20 julho 2025

Quando conhecer seus ídolos estraga a música

Por Júlio Feriato

Este é um texto honesto de alguém que cresceu ouvindo heavy metal e que, por algum tempo, contribuiu com paixão para a divulgação e propagação do gênero. Não se trata de atacar nomes ou apontar dedos, mas de expor verdades incômodas que muitos preferem ignorar. E, se você se incomodar, talvez seja porque a carapuça, de fato, lhe serve.

Durante os anos em que apresentei o Heavy Nation no UOL, ao lado da Paula Baldassarri e da Fernanda Lira, vivi o que muitos considerariam um sonho: estar frente a frente com os ídolos, conversar com lendas da cena metal, frequentar bastidores e testemunhar de perto o que, para a maioria, permanece envolto em névoa e distorção.

Mas esse privilégio veio com um preço. A decepção não tarda a chegar quando a cortina desce e os holofotes se apagam. O que sobra, muitas vezes, é o ruído do ego, da arrogância e de comportamentos que desmontam a imagem que, por anos, a música ajudou a construir.

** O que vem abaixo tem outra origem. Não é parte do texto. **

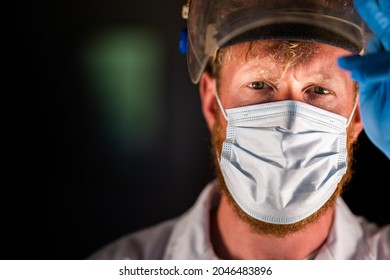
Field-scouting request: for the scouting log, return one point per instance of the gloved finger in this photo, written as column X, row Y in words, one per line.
column 377, row 18
column 385, row 5
column 370, row 68
column 379, row 60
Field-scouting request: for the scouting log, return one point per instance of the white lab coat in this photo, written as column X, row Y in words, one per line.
column 187, row 237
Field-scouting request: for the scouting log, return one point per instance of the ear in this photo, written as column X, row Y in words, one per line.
column 358, row 124
column 207, row 95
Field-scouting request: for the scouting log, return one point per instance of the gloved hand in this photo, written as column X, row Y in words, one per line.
column 372, row 72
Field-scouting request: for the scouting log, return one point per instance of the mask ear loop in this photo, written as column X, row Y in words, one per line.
column 219, row 102
column 353, row 110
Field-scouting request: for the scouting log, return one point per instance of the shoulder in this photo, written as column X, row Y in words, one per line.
column 377, row 238
column 148, row 243
column 355, row 237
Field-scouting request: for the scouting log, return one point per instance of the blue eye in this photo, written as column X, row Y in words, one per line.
column 258, row 85
column 320, row 90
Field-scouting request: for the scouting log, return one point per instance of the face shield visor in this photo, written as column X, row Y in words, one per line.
column 213, row 24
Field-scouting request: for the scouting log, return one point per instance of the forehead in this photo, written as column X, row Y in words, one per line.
column 282, row 52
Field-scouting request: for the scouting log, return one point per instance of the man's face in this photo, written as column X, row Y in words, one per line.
column 269, row 71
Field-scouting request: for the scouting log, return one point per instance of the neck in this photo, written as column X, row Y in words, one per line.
column 234, row 239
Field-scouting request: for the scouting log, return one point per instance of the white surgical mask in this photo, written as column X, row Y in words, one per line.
column 282, row 161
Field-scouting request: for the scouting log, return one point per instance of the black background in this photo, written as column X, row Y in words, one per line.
column 67, row 191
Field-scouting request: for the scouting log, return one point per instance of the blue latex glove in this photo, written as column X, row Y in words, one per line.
column 372, row 72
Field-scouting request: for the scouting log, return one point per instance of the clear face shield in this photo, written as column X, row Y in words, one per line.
column 213, row 24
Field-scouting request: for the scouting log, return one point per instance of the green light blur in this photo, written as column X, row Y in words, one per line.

Não são poucos os artistas que, fora dos palcos e dos estúdios, revelam um comportamento que vai do ego inflado à completa falta de empatia. Pessoas que, com um microfone na mão, discursam sobre união, respeito e resistência, mas que, nos bastidores, agem como tiranos com seus colegas, desdenham os fãs ou carregam atitudes problemáticas que não combinam com a potência da arte que produzem.

Claro, conheço exceções. Músicos corretos, éticos, humildes. Gente generosa, coerente com o que canta. Mas são raros. A regra, infelizmente, é outra — e sustentada por uma cena que ainda prefere o mito à verdade, a nostalgia ao posicionamento.

Recentemente, essa percepção me bateu de novo, com força. Em uma conversa com um amigo, trocamos confidências e lembranças — e foi impossível não concluir: muitos dos artistas que moldaram nossas trajetórias são, fora dos palcos, pessoas que jamais respeitaríamos se não tivessem uma guitarra na mão ou um logo cultuado estampado no backdrop.

O mais doloroso é perceber como atitudes machistas, homofóbicas e, cada vez mais, fascistóides têm se tornado comuns entre músicos respeitados da cena. São figuras que, no palco, posam de rebeldes, mas, fora dele, endossam narrativas reacionárias, autoritárias e perigosamente alinhadas com o que há de mais podre na sociedade.

Também há os que usam a imprensa como arma. Recentemente, tivemos o caso de um músico veterano, muito respeitado na cena por sua história — e que eu também admirava —, utilizando uma entrevista para espalhar mentiras descaradas sobre outra banda. Ataques disfarçados de opinião sincera, insinuações plantadas com o objetivo claro de sabotar colegas e, claro, promover a própria imagem. A vaidade nesse meio é barulhenta — mais alta até que o volume dos amplificadores. E deu certo. A banda dele, que andava esquecida, voltou aos holofotes por causa dessa entrevista.

E é aí onde quero chegar. Fica difícil seguir ouvindo certas bandas cujos integrantes têm esse tipo de atitude. Os riffs continuam potentes. As letras, intactas. Mas algo se quebra. Porque não dá para dissociar a arte de quem a faz quando você já viu — ou ouviu — demais. Quando o mesmo sujeito que grita por liberdade no microfone compartilha fake news nas redes sociais, esconde assédio sob silêncio cúmplice ou sabota gente honesta nos bastidores.

Não se trata de exigir santidade. Todos erram. Mas há uma diferença entre tropeçar e cultivar o erro como método, entre ser humano e ser escroto. E quando isso fica claro, a mágica se esvai.

Hoje, ouço música de outro jeito. Com mais cuidado. Não basta soar bem — preciso saber quem está por trás daquele som. Às vezes, continuar fã à distância é uma forma de preservar a beleza. Em outros casos, é preciso simplesmente parar de ouvir. Porque há bandas que não cabem mais na minha playlist — e nem nos meus princípios.

O metal foi minha escola, minha religião, meu abrigo. E ainda pode ser esse lugar. Mas, para isso, precisamos deixar o barulho da distorção dar espaço à escuta crítica. Precisamos olhar para quem está no palco — e decidir se vale a pena continuar aplaudindo.